On March 29, the Senate voted to repeal two Authorizations for the Use of Military Force, (AUMF’s), one passed in 1991 and another in 2002. The repeal now goes to the House. But those Authorizations are irrelevant to the present; they apply only to the Iraq war. But a third AUMF, passed in 2001, was left untouched. And that AUMF is the only one that has a bearing on the present moment, because it provides legal cover for the many US military operations, open and secret, around the world.
The 1991 and 2002 AUMF’s gave Congressional approval for two wars on Iraq, known, respectively, as Operation Desert Storm and Operation Iraqi Freedom. After the hundreds of thousands left dead and the millions displaced as a result of the US wars on Iraq, the Senate repeal should be filed under “too little, too late. But good PR.”
The 2001 AUMF authorizing secret wars left untouched and still in force
The AUMF of 2001, the one untouched by the Senate, is an entirely different matter. Its content and use are explained in a nutshell here:
“The authorization granted the President the authority to use all “necessary and appropriate force” against those whom he determined “planned, authorized, committed or aided” the September 11 attacks, or who harbored said persons or groups…. Since 2001, U.S. Presidents have interpreted their authority under the AUMF to extend beyond al Qaeda and the Taliban in Afghanistan to apply to numerous other groups as well as other geographic locales. ….Today, the full list of actors the US military is fighting or believes itself authorized to fight under the 2001 AUMF is classified and therefore a secret unknown to the American public.
“The AUMF has also been cited by a wide variety of US officials as justification for continuing US military actions all over the world. (Emphasis, jw)…. According to a report by the Congressional Research Service, published May 11, 2016, at that time the 2001 AUMF had been cited 37 times in connection with actions in 14 countries and on the high seas.
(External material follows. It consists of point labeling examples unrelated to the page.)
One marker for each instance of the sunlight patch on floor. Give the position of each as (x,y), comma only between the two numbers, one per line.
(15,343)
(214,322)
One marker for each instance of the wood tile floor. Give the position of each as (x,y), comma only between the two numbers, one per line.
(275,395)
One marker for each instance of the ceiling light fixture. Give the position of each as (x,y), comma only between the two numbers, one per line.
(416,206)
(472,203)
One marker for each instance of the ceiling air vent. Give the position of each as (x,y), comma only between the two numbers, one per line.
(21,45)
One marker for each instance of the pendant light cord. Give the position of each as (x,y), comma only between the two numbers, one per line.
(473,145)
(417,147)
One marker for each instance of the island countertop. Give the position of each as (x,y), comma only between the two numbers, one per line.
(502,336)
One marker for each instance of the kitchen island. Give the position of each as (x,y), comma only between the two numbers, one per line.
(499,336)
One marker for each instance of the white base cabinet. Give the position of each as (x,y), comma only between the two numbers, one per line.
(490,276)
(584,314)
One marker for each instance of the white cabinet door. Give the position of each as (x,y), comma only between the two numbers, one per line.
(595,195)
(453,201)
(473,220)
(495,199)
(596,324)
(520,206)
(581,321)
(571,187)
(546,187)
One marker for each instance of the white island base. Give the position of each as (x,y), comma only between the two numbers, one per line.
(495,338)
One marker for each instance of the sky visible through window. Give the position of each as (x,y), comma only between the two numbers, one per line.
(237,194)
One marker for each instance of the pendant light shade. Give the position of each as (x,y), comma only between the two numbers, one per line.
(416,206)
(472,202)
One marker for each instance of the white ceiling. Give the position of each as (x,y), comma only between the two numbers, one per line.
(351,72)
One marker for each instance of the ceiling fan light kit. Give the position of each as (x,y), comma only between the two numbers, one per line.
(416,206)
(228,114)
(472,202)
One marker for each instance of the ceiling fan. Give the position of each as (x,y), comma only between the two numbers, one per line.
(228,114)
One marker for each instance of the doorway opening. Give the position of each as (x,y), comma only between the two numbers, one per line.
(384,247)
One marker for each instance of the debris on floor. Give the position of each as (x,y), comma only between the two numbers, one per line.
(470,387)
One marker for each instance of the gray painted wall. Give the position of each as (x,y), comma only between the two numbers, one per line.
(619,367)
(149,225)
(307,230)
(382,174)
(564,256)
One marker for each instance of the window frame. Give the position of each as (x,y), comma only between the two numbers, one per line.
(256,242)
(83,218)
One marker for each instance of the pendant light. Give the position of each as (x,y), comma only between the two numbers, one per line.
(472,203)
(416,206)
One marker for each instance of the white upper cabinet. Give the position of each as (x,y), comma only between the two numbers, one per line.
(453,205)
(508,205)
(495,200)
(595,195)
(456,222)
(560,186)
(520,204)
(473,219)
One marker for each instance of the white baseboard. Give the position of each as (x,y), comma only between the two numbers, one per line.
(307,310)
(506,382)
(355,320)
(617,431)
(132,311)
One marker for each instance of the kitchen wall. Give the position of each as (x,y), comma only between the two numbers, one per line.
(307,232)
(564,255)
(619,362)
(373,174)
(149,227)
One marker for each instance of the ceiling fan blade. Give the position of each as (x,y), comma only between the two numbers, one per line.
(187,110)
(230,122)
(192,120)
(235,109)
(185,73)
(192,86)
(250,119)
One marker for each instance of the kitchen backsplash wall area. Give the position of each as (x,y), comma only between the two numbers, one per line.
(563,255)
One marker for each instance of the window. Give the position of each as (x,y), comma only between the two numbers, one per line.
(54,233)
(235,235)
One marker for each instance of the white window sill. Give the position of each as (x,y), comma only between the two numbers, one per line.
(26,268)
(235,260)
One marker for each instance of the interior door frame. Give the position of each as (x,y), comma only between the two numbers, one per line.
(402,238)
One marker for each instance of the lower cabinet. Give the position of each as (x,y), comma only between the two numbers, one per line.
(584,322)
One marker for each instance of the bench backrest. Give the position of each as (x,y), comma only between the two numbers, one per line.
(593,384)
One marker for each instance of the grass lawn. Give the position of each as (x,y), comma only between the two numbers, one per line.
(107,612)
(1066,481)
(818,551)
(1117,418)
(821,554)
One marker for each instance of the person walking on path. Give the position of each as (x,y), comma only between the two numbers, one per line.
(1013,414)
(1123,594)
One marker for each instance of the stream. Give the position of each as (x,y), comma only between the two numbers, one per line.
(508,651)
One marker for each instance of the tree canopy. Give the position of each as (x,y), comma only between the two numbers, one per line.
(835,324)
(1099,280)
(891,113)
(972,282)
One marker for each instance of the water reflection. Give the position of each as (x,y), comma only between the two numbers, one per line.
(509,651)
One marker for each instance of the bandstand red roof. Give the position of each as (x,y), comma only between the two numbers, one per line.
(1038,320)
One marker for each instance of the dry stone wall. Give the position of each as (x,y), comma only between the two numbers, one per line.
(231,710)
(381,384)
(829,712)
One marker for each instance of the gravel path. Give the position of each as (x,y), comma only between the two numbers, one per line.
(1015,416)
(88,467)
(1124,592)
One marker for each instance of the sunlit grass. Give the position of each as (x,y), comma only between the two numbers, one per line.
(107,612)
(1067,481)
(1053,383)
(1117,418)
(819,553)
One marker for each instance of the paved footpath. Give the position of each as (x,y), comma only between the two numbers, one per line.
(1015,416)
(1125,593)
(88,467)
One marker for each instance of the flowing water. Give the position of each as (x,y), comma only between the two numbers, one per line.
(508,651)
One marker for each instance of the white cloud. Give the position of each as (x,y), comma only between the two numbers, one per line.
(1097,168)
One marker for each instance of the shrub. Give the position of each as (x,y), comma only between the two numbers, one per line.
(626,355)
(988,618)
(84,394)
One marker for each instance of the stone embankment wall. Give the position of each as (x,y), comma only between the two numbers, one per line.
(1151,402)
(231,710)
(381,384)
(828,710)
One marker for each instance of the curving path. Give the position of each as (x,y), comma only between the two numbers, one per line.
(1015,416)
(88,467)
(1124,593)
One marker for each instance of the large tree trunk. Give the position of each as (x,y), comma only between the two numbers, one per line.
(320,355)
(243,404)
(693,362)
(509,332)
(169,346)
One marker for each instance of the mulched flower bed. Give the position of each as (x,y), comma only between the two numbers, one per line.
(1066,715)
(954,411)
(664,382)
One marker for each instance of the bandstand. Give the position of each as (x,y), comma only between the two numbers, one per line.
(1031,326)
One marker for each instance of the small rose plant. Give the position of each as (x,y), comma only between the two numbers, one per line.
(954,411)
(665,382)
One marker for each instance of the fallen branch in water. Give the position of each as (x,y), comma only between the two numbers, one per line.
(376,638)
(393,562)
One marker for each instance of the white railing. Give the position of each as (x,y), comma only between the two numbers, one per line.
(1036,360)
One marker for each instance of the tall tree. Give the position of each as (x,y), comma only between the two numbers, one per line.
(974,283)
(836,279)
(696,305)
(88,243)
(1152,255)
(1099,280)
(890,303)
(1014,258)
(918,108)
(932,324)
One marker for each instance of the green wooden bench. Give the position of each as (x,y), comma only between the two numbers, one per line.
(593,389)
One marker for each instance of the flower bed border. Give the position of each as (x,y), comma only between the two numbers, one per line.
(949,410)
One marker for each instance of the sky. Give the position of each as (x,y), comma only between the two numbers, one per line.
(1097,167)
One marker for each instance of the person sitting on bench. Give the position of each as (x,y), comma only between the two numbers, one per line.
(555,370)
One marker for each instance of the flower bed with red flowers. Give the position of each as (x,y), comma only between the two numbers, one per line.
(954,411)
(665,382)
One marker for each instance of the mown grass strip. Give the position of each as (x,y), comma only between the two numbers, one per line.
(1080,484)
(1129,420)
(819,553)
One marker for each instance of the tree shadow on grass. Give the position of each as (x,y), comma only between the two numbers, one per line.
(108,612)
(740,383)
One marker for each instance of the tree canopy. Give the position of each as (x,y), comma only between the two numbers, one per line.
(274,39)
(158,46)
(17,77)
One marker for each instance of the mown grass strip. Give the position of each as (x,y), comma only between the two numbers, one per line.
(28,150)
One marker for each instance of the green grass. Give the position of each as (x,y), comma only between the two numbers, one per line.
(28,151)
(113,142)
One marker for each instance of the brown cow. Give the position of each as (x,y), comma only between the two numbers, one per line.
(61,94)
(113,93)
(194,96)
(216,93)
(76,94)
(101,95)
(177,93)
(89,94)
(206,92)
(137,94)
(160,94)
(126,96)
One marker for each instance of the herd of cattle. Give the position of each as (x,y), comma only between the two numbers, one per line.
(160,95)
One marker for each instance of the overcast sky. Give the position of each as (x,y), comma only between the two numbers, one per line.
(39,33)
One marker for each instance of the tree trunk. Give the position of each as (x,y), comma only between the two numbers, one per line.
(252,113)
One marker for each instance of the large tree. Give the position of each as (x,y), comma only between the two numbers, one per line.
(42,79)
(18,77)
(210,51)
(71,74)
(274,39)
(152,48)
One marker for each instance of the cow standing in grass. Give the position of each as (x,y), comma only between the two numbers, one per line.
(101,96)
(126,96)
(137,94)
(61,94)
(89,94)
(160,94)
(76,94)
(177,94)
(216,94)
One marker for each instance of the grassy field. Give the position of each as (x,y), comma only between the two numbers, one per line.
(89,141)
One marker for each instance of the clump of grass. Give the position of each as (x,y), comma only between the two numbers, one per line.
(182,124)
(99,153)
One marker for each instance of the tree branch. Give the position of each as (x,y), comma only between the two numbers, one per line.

The report stated that ‘Of the 37 occurrences, 18 were made during the Bush Administration, and 19 have been made during the Obama Administration.’ The countries that were mentioned in the report included Afghanistan, Cuba (Guantanamo Bay), Djibouti, Eritrea, Ethiopia, Georgia, Iraq, Kenya, Libya, the Philippines, Somalia, Syria and Yemen.”
What does this mean for the present? Here is what Just Security tells us:
“As General Mark Milley, Chairman of the Joint Chiefs of Staff, recently (June, 2021) testified before the House Armed Services Committee (here at 3:10:45), no current US military operations depend on the 2002 AUMF and thus its repeal would not affect the United States ongoing wars. Repeal of the 2002 AUMF costs the Biden administration little or nothing.
“Where the rubber meets the road on AUMF reform is the 2001 AUMF, the principal statutory authority for US military operations in the war on terror. As General Milley explained, the ‘2001 AUMF is the one we need to hang on to…it is the critical one for us to continue operations.’” (Emphasis, jw)
But as noted above, those “operations” which take place “all over the world” are a secret, unknown to the American people and the world.
The New York Times was optimistic in its reporting of the Senate action, noting that the repeal might be a stepping stone to dealing with the 2001 AUMF. However, in this case the word the Times used was not “repeal” but “replace.” (Obama had once spoken of the need to “refine” it.) General Milley must have heaved a sigh of relief as he read those carefully chosen words. He will be able to “continue operations” well into the future.